A Árvore e as Pedras

Paulo de Freitas Mendonça

 

A árvore retorcida e torta assim nasceu 

lutou muito para vencer entre as pedras da ladeira.

Com tamanha pertinácia, mesmo encurvada, cresceu.

Venceu o duro da pedra, a inóspita ribanceira,

e as agruras do tempo onde a terra endureceu.

 

Um dia, a arvorezinha deprimida por ser torta,

xingou a todas as pedras sem agradecer à vida:

vocês são duras e frias, sem coração, estão mortas,

culpadas pela tortura de eu ser feia e contorcida.

Lutei com todas as forças, comigo ninguém s´importa. 

 

Olhem meu tronco choroso, divido e ambos sós.

ante ao rude desprezo, sou uma e pareço duas.

Cada galho retorcido todo repleto de nós

é o sofrimento regado por lágrimas, sóis e luas

de uma luta constante, solitária, entre vós.  

 

A árvore sussurrou: que louca minha intenção.

Falar com pedras do chão, descoradas, nada belas,

que nada sabem de vida, esporo, transpiração,

protoplasma, fitohormônio, nucleotídeo, lenticela, 

flor, semente, fotossíntese, pólen e mutação. 

 

Houve pausa e uma pedra com sua voz interior

quebrou o silêncio e disse: querida filha, o que pensas?

desconheces a família que te acolheu com amor,

que te adotou com carinho, sem ligar pras diferenças,

que te amparou com presteza, sem crer que terias flor. 

 

Verdade, não temos galhos, nem floração, é evidente,

mas um amor maternal desde a hora em que nascias.

Não lembras, naturalmente, eras ainda semente...

Gritavas desesperada no meio da ventania

Até que te seguramos, salvamos a ti somente. 

 

Foi grande tua latência e nossa paciência em tê-la,

juntamos a esparsa terra para ajudá-la na sorte

da tua germinação, pra então poder protegê-la

dos predadores, da chuva, do frio e do vento forte.

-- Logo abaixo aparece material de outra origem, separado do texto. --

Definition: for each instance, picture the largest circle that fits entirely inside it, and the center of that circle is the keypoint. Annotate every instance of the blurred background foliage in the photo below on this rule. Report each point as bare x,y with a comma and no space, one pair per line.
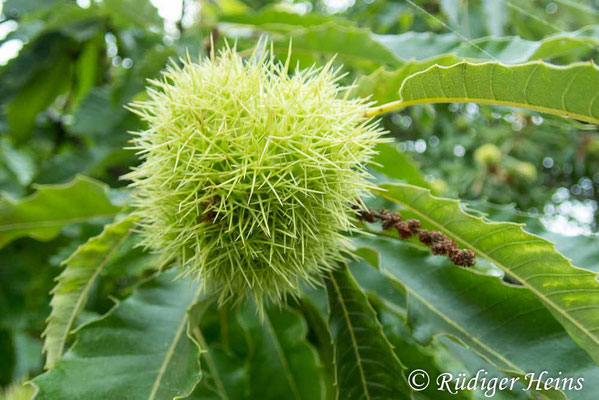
69,67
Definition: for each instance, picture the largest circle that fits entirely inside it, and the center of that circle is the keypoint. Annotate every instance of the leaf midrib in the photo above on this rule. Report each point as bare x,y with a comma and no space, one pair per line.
282,357
51,223
352,335
499,264
83,295
171,349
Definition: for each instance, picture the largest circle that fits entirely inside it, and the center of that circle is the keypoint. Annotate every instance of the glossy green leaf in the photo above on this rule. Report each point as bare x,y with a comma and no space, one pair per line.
249,358
279,341
570,293
366,367
510,49
75,282
139,351
505,324
45,212
570,91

Nós te salvamos da morte, fomos luz, beijo e estrela. 

 

Tivemos delicadeza nas intempéries mais bravas, 

segurando alguma água a cada chuva em represa.

Fomos amparo e ternura quando tenra germinavas,

engolimos tuas lágrimas em teus prantos de tristeza,

quando em dias como hoje, tu simplesmente choravas. 

 

Ao cresceres dividida, duplo amor e dois dilemas.

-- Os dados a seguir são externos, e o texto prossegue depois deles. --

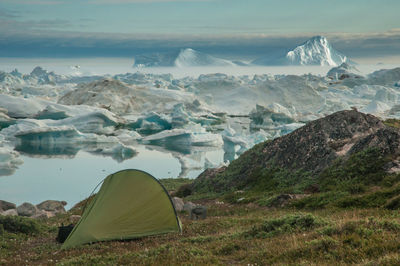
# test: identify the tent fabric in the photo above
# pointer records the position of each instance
(130, 204)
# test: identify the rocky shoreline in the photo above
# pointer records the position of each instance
(45, 209)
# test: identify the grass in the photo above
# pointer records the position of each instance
(232, 234)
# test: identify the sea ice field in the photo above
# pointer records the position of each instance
(66, 124)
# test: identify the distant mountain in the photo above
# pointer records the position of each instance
(184, 58)
(315, 51)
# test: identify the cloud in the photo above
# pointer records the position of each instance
(141, 1)
(46, 38)
(36, 2)
(8, 14)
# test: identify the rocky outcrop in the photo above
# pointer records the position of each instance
(310, 148)
(178, 204)
(10, 212)
(52, 206)
(27, 209)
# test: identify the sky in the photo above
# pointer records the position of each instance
(363, 28)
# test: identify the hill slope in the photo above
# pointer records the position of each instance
(309, 153)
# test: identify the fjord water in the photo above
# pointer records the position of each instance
(73, 178)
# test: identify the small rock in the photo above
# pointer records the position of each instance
(188, 206)
(74, 219)
(5, 205)
(27, 209)
(52, 206)
(43, 214)
(178, 204)
(10, 212)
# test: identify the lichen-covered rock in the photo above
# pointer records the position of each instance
(27, 209)
(178, 204)
(189, 206)
(74, 219)
(52, 206)
(10, 212)
(41, 214)
(311, 148)
(5, 205)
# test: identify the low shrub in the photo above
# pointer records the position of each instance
(17, 224)
(286, 224)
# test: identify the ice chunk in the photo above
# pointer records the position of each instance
(118, 152)
(9, 161)
(151, 123)
(376, 107)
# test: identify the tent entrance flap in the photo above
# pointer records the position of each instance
(130, 204)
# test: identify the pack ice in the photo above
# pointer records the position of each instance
(45, 114)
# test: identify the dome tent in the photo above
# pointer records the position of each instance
(130, 204)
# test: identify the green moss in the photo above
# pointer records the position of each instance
(17, 224)
(286, 224)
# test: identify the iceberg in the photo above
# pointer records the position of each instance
(9, 161)
(184, 58)
(315, 51)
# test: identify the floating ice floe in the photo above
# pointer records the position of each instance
(9, 161)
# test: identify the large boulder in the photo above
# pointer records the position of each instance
(10, 212)
(41, 214)
(5, 205)
(311, 149)
(178, 203)
(52, 206)
(27, 209)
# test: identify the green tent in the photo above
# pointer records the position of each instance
(129, 204)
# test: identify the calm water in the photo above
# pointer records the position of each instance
(73, 179)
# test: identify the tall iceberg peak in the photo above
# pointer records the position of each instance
(189, 57)
(315, 51)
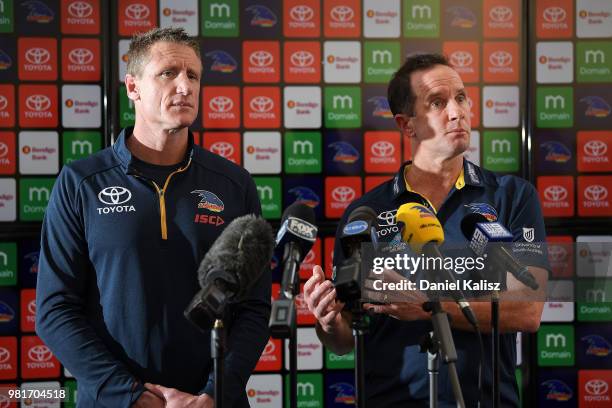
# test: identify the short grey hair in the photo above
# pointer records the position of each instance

Por teus caules, dupla dor, quando em si te contorcias.

Nos teus calos doloridos em teus feridos floemas,

choramos os teus problemas, sorrimos tuas alegrias,

sempre avistando poesias e em teus galhos, poemas. 

 

A árvore ouviu calada, nenhuma folha movia.

Um sentimento aflorou, que antes não tinha por elas.

Sentindo-se convencida, curvou-se, agradecida

as suas eternas tutoras. Fez carícia numa delas,

viu o amor que havia nelas, e que havendo amor, há vida.